Early studies in the US indicated that by employing the LDR the radiator mass could be reduced five to ten times for high-power applications stretching from 100 kW and upwards. In view of the great potential benefits of the LDR, ESA decided in 1989 to study the LDR from a European perspective, which meant focussing on power levels well below what had been conceived previously. Following an initial literature survey, a contract was awarded to Bertin et Cie of France in 1991 for an in depth study of the LDR for heat rejection in the range 1 to 100 kW. It included a review of future growth of heat-rejection requirements for European space activities and a trade-off between design options and selection of one design for a detailed concept investigation.
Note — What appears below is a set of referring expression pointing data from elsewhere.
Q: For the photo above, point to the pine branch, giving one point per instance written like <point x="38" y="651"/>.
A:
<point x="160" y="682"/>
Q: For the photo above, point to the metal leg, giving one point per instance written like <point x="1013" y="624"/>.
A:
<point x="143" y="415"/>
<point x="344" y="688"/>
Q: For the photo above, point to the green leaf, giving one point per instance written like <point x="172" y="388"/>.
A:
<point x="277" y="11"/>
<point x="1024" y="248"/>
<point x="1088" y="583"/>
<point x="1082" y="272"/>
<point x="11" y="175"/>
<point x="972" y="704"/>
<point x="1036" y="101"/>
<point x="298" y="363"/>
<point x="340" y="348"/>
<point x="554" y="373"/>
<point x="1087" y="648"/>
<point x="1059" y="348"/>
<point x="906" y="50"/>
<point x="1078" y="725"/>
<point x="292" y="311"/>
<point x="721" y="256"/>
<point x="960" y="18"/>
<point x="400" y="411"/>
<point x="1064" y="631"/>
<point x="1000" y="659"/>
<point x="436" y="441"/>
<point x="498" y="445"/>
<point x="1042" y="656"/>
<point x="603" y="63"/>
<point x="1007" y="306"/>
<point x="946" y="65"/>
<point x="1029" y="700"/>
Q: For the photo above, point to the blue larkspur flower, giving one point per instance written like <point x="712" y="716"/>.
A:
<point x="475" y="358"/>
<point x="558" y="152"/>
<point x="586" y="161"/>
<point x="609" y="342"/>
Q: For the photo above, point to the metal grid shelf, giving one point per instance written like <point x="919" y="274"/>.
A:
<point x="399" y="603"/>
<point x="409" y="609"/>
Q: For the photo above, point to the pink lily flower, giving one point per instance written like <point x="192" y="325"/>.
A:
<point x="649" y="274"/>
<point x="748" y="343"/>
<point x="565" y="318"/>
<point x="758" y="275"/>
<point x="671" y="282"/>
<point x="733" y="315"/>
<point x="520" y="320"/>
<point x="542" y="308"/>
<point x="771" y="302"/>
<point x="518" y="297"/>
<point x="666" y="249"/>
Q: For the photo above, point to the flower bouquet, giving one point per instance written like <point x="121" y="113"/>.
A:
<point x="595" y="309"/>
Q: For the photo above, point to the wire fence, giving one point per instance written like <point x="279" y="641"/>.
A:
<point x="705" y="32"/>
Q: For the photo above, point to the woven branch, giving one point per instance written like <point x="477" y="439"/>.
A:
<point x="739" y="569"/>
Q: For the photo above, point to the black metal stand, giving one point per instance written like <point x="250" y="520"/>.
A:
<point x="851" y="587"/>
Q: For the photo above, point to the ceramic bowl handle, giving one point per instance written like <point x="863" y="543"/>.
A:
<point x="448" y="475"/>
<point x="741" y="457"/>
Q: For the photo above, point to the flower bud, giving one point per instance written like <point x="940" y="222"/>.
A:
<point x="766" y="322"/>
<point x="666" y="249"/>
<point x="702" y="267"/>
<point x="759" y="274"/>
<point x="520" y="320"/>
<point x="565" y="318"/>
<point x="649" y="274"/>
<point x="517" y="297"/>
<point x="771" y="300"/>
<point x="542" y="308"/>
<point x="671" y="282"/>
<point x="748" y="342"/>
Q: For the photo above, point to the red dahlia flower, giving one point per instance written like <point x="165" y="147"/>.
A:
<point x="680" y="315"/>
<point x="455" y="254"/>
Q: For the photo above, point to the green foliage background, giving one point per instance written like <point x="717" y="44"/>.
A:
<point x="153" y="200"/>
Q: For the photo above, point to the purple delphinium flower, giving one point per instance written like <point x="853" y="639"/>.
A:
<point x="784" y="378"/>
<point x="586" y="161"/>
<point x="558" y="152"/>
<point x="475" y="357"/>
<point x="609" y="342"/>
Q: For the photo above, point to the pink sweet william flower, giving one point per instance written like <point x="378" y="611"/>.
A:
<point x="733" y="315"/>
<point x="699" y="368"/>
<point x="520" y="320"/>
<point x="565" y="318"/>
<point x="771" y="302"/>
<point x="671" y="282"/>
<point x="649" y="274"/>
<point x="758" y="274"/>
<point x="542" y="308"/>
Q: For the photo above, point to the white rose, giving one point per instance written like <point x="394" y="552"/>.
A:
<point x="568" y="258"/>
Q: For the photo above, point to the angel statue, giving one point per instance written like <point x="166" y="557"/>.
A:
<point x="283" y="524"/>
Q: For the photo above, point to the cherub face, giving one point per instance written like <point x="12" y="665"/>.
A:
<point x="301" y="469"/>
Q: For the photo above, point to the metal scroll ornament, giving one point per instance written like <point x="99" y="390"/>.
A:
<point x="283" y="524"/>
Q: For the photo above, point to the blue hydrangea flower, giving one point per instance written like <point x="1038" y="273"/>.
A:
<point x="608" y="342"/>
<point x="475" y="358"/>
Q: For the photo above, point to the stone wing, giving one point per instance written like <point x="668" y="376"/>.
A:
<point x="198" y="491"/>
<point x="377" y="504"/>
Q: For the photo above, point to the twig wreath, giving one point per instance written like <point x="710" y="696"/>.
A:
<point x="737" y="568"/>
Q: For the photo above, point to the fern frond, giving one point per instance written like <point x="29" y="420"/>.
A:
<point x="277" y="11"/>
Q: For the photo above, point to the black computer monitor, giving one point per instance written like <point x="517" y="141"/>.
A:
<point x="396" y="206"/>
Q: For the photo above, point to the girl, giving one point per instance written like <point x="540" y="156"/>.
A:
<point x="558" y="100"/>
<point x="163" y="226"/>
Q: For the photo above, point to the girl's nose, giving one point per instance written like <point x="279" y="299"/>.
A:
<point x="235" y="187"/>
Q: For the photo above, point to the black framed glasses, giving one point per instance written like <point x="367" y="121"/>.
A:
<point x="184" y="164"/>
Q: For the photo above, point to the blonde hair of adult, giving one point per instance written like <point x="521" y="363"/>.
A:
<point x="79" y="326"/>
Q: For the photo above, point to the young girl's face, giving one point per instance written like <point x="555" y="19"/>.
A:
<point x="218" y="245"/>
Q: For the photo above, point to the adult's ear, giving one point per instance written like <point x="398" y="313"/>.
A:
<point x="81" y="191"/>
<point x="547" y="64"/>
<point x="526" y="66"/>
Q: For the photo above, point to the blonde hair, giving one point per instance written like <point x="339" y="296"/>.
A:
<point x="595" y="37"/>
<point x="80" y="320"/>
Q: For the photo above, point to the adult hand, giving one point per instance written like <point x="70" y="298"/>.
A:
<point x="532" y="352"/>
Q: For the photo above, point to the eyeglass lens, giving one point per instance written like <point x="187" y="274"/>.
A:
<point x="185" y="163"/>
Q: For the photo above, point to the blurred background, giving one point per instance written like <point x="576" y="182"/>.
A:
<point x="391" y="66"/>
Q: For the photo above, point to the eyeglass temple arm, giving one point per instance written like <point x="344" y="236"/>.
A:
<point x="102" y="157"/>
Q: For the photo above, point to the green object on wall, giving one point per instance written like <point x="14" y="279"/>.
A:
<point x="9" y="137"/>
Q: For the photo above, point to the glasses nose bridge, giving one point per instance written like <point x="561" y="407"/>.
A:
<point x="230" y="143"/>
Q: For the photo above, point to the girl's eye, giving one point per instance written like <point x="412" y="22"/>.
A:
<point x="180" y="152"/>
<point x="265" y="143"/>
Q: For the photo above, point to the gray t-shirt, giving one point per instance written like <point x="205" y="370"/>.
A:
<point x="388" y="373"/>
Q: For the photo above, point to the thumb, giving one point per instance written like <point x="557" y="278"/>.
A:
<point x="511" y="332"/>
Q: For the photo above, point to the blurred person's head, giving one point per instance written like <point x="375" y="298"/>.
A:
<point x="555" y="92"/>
The related Liquid Sheet Radiator (LSR) concept was also part of the study.
It appears that the most favourable design option for the reference mission, a 10 kW telecommunications satellite, as well as for the alternative, a 10 kW polar platform, would be a rectangular LDR with a mass considerably less than that of a comparable heat-pipe radiator. The design includes two droplet sheets (one out-going, one in-coming) and a structure, which consists of an unfurlable truss beam. Surrounding the droplet sheets, the truss beam is attached at one end to the exterior of the spacecraft via a yoke and a rotating drive to maintain grazing sun-incidence.
The droplet generator is modular, with a shear valve for turning it on and off and operates based on the cavity-disturbance mode. The droplet collector is of the linear type with an auxiliary film. A review of the technology status in Europe shows that all necessary competence for development of the LDR is available. Furthermore, critical technologies have been identified in order to help orienting a future development programme.